The highly-rated 19-year-old's nimble feet inside the box earned him just enough space away from Dunk. He took the chance early, rolling an angled shot beyond David Stockdale before the under-employed keeper could set himself.

Teixeira endured 95 minutes of contrasting frustration. Booked for kicking the ball away, he often found space in-between the midfield and lone frontrunner Craig Mackail-Smith but either his touch or final ball let him down.

And when he had a couple of opportunities to equalise, shots were charged down by Bolton defenders, impressively determined to preserve their advantage.

Ben Amos, Wanderers' third-choice keeper on loan from Manchester United, was far busier than Stockdale.

He denied Sam Baldock in both halves and Beram Kayal from long range as Albion became the first side to fail to score against Bolton in the league since Millwall were also beaten 1-0 at the Macron Stadium in mid-December.

Ultimately it was the touch of stardust from Clough, the kid with a footballing name who could go on to really make a name for himself, that made the difference.

Hughton said: "Clough is in some ways a similar type player to Joao.
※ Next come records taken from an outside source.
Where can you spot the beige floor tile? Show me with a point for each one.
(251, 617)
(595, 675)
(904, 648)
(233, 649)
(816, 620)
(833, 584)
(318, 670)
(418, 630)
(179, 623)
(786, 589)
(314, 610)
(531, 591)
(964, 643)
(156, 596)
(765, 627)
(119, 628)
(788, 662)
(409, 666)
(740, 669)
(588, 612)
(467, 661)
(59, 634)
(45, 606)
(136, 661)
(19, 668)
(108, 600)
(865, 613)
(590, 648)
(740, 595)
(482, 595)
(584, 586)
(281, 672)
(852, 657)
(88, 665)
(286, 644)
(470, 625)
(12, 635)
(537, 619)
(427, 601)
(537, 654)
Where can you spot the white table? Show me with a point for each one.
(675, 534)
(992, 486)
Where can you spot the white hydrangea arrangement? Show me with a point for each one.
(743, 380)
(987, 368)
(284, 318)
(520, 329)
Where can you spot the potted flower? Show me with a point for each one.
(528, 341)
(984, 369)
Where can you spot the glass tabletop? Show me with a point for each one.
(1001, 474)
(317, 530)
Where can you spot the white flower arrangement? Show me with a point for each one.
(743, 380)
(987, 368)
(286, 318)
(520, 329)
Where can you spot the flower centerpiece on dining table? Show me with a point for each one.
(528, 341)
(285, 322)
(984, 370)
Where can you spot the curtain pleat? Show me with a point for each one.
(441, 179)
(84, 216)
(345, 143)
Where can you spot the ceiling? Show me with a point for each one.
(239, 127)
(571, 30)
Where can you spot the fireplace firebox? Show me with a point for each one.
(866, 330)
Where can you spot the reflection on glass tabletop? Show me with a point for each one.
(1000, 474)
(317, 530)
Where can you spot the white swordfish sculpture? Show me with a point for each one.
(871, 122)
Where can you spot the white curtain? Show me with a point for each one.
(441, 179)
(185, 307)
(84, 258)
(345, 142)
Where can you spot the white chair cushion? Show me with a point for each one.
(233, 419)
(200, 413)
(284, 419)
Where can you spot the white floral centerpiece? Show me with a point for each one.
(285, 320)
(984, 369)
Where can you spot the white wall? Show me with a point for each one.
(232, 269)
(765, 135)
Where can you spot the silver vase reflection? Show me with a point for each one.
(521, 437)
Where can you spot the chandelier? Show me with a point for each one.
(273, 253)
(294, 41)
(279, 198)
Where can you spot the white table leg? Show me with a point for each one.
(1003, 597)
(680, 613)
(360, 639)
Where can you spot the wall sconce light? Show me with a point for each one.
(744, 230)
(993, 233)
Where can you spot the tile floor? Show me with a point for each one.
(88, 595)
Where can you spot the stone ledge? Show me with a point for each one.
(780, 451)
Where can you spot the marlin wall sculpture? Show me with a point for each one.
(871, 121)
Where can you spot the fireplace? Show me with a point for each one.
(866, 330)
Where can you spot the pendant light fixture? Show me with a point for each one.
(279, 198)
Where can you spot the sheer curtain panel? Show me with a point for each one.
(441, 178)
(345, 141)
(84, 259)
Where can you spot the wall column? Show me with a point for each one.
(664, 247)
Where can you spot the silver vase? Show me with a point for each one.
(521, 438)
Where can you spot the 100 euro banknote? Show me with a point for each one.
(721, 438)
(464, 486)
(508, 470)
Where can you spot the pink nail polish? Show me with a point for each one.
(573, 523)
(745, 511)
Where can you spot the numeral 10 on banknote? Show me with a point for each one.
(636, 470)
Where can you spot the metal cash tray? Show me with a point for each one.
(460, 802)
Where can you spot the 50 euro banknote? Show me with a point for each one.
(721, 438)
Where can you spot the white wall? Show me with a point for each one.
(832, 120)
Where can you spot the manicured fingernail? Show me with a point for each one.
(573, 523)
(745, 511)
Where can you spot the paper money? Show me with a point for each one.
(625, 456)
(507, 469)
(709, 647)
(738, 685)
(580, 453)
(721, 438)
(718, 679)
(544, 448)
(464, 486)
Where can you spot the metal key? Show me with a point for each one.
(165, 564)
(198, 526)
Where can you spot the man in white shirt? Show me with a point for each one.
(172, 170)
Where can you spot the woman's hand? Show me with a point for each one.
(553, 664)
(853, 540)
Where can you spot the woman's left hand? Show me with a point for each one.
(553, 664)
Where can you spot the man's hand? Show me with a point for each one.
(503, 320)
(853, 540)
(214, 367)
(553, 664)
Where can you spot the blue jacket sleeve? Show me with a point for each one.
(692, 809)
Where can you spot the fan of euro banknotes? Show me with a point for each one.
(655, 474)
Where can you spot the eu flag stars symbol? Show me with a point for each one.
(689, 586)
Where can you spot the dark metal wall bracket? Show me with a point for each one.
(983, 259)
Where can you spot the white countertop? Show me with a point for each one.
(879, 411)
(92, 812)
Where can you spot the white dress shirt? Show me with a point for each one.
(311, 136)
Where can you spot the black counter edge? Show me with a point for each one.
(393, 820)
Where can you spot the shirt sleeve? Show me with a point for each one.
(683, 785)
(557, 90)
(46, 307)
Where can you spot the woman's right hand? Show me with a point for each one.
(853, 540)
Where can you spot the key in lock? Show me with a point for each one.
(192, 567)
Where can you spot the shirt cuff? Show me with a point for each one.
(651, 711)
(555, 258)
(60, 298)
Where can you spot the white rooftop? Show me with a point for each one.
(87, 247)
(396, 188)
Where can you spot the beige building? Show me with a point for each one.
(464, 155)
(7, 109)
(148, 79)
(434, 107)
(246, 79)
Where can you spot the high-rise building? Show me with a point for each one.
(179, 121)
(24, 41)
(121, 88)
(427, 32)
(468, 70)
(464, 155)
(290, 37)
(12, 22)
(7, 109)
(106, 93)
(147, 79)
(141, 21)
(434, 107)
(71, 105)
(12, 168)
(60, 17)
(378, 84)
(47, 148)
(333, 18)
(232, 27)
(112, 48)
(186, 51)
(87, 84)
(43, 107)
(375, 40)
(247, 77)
It was probably the one real bit of quality in the game.

"But I thought we had decent chances, not great but decent. Sam in that first period, Joao when the ball comes across to him in the second half and I think if his touch is better he scores.
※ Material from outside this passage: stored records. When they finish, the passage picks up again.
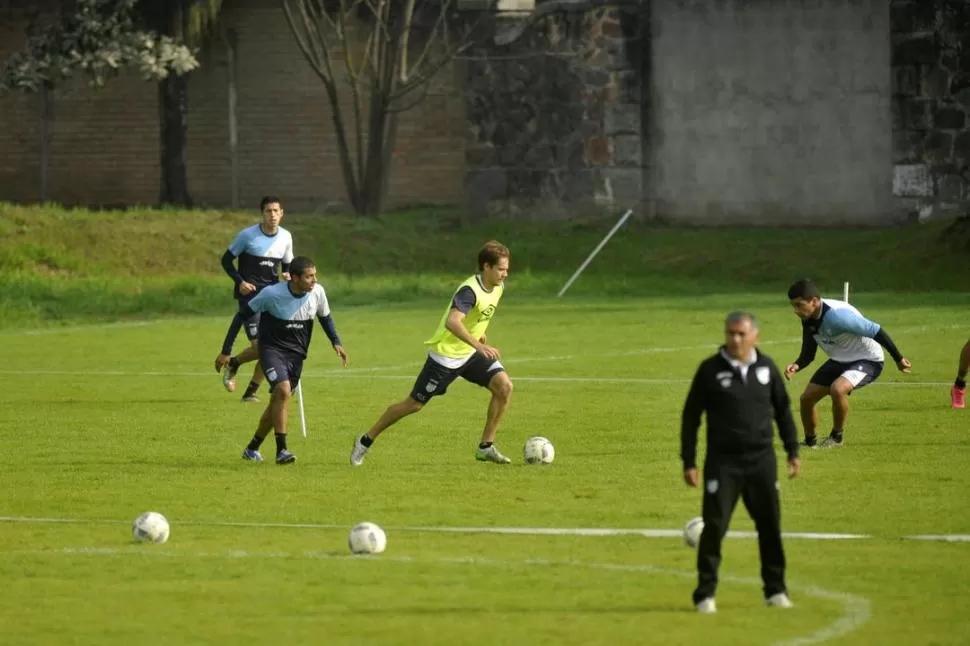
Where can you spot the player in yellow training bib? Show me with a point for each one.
(459, 348)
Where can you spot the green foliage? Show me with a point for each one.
(57, 263)
(97, 40)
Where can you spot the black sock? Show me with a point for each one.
(251, 389)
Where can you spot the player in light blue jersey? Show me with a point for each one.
(854, 345)
(285, 328)
(958, 393)
(263, 250)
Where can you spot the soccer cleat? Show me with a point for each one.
(491, 454)
(779, 600)
(358, 454)
(252, 456)
(958, 397)
(830, 443)
(229, 377)
(285, 457)
(706, 606)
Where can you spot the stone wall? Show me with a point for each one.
(930, 104)
(554, 119)
(104, 144)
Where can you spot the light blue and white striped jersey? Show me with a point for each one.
(844, 333)
(286, 321)
(260, 255)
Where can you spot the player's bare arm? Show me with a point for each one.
(339, 349)
(691, 477)
(454, 325)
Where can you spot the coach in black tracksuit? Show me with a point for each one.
(743, 393)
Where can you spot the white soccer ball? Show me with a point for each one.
(693, 530)
(538, 450)
(150, 527)
(367, 538)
"The keeper made a couple of really good saves, albeit it from distance. I've no doubt the result could have been different."

Harsh though it was to lose, rather than chiselling out the draw they warranted, Albion cannot really complain about the Championship's fine margins.

They have won three and lost four by the odd goal under Hughton. Only against Leeds last week did they enjoy breathing space, although that should have been the case in the home game before against Birmingham.

It is funny how the problem for Albion has turned on its head. They could not buy a home result but have won three out of the last four in the league. Now it is an away goal drought causing concern.

The suspicion is that Teixeira, a bit like Kazenga LuaLua, is more effective back at base. That has certainly generally be the case.

Hence Albion may still be relying on the aerial prowess of a Dunk or Ince to gather enough points from what remains of their travels to help keep Millwall and Wigan at arm's length. The home defeat by the latter for Blackpool has surely cooked their goose.

Dale Stephens, continuing his comeback from ten months out injured as a second half substitute against the club he grew up supporting, said: "I think it's going to be that sort of game away from home when you find yourself down near the bottom of the table.

"First and foremost it's to get a clean sheet and hopefully nick the game but we are never going to be fluent goalscoring away from home. It's not been that all year. It's about three points, that's the main thing."

Three points that Albion need from their travels to Berkshire, South London, Lancashire, Yorkshire - anywhere to ensure difficult games at home do not turn into a couple of must-win games.